Checklist of preferred objection handling

  1. With the move to the cloud, they are uncomfortable with any situation that assumes the cloud provider will handle their fail-over.

    Using ASR CI will be able to handle all of their own DR. They will be using familiar tools with the Azure Portal and Hyper-V.

  2. They have many systems that need to be accounted for, and they aren’t sure if the tools really exist to give them the business continuity they desire.

    There are BCDR tools built into the all of the different application classification they have at CI, including Linux.

  3. They want to know their BCDR solution is secure.

    All of the traffic and data used for all Azure BCDR features is secured both at rest and in-transit. As a result, there is no difference in this data and any other data that is running or stored in Azure.

  4. They have heavily invested in a third-party backup solution but want to use Azure as their archive.
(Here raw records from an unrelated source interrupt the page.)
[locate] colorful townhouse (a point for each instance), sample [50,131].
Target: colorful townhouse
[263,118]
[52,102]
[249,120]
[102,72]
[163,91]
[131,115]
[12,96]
Does Azure support this?

    Azure has support for third-party backup providers through the Azure Marketplace. It’s possible to both backup VMs using these tools by deploying them to Azure IaaS or by extending the backup infrastructure to use the Azure cloud as an archive target.

Customer quote (to be read back to the attendees at the end)

“Azure has BCDR built into each classification of application that we have here at Contoso Insurance. This depth and breadth will allow us to meet both our business needs and regulatory requirements for our applications. Not to mention ensuring our agents are able to help our customers in their time of need.”

  • Liz Simmons, VP of data centers